The pavilions, by and large, merit attention. The award for best national pavilion went to Lithuania for its indoor beach. Called Sun and Sea (Marina), the installation presents bathers of different ages and dimensions on the artificially lit sand, playing chess, reading, strolling and singing (in English). This “opera-performance” occupies a building in the Arsenale’s military zone and puts the viewer on guard with its message of the approaching eco-drama. Lyrics cite Chinese sweatshops making swimsuits, the Great Barrier Reef blanched to destruction and how winters lately have been unusually hot. In its quayside location, the whole show is at risk from rising sea levels.

 

 

Missing out on the top prize, France’s contribution is just as strong. The artist Laure Prouvost presents her image of “Frenchness” as an ark for all communities, animals and things. (Prouvost has lived for years in London and Antwerp, so she may take an outsider’s view.) Visitors are immersed in space, light, things, drawings, cigarette butts and a perceptible feeling of togetherness. Rather than coming through the pavilion’s front entrance, visitors enter through a rear doorway and climb a set of rickety wooden stairs as if that will change perspectives. Spaces melt aquatically into an ocean-like environment with the film Deep See Blue Surrounding You at the centre of a dreamlike road trip that takes visitors from the Paris suburbs to Venice by car, horse and boat.

 

 

Italy’s pavilion is, sadly, one of the year’s clunkers, but time is well spent with Belgians Jos de Gruyter and Harald Thys, whose mechanised canine puppets provide an absurd perspective on social relations in the current populist epoch. At the US pavilion, Martin Puryear’s eight non-figurative sculptures, beautifully crafted in pine and steel, have the theme of liberty and its absence.
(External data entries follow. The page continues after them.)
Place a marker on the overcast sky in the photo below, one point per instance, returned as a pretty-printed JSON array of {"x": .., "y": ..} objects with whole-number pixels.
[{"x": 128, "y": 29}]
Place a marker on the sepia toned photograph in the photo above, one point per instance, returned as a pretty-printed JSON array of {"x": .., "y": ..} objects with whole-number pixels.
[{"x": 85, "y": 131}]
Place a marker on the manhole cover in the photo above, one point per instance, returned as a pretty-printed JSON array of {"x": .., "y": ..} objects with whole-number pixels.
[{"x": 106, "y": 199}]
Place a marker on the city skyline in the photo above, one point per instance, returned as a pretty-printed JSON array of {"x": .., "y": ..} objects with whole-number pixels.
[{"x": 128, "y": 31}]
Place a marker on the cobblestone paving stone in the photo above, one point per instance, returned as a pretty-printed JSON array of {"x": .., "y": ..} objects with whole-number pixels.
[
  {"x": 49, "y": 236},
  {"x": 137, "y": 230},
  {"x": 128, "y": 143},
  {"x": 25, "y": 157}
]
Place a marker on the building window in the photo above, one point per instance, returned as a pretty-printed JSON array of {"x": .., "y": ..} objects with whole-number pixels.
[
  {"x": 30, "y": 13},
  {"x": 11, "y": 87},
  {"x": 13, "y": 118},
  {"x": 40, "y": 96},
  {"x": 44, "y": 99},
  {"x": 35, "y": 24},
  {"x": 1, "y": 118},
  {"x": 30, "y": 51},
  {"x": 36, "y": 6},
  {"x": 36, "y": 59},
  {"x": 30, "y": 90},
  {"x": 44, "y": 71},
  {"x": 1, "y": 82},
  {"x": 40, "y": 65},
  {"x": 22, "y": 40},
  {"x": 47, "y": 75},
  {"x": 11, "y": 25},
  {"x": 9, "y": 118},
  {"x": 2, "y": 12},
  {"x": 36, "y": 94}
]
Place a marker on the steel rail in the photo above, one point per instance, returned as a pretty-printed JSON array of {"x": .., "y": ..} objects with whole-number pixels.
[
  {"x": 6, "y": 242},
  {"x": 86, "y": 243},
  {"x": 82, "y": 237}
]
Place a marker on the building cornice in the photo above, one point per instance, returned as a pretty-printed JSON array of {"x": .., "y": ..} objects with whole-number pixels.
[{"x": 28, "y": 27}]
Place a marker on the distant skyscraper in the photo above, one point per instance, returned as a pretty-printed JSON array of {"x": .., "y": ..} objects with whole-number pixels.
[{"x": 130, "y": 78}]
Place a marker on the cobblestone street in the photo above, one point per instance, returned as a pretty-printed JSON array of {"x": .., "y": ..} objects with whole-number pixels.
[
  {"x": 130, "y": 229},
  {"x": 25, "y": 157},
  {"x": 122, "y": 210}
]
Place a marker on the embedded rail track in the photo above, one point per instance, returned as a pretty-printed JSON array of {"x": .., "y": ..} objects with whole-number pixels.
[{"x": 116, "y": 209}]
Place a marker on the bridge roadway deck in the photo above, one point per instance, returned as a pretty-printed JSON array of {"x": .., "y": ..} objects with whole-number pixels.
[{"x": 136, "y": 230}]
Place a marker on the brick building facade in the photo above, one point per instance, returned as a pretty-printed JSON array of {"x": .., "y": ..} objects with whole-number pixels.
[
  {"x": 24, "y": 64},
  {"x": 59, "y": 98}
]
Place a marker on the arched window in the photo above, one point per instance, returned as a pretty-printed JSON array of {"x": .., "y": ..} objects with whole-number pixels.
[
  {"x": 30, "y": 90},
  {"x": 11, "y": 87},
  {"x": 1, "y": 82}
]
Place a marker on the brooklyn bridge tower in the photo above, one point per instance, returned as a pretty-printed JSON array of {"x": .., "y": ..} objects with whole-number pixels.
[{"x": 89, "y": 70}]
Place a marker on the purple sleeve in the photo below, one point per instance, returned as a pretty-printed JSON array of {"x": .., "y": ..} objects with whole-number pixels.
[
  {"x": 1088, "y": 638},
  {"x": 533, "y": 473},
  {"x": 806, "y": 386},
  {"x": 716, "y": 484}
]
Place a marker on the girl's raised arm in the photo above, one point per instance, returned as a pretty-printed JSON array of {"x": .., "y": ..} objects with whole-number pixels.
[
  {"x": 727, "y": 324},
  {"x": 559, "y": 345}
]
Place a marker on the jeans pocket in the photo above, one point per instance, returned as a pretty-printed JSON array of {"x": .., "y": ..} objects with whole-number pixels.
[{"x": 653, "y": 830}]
The best is his A Column for Sally Hemings, in wood weighed down by iron that commemorates the enslaved woman of mixed race by whom her owner Thomas Jefferson had several children.

 

 

 

Images taken from Instagram account @sunandsea_lt

 

 

 

Rugoff’s international exhibition sees more well-known artists than curators usually gather—and they are all alive, another departure from practice. There is Julie Mehretu and Danh Vō, Jimmie Durham and Carol Bove, Christian Marclay and Ed Atkins. All are strong, although perhaps among the best are American Nicole Eisenman’s paintings, whose characters are engaged in activities that appear strange or absurd, but suggest familiar psychological states.

 

 

The main show has its prize winners, too, with the Golden Lion going to US artist Arthur Jafa. His film The White Album is a half-hour collage of appropriated music videos, security-camera and mobile footage, Internet clips and details from documentaries that reflect on American history and whiteness. A capricious mix of public malevolence and private warmth, it moves with a vibrant rhythm into the debate about race and power.

 

 

Rugoff, an American who heads London’s Hayward Gallery, wonders if “perhaps art can be a kind of guide for how to live and think in interesting times”. Those times encompass eco-anxiety and political populism, Brexit and the social media boom, rogue states and mass migration. So, let’s play. As Rugoff concludes, “it is when we play that we are most fully ‘human’”.

 

 

 

 

The 58th International Art Exhibition of La Biennale di Venezia is on until November 24.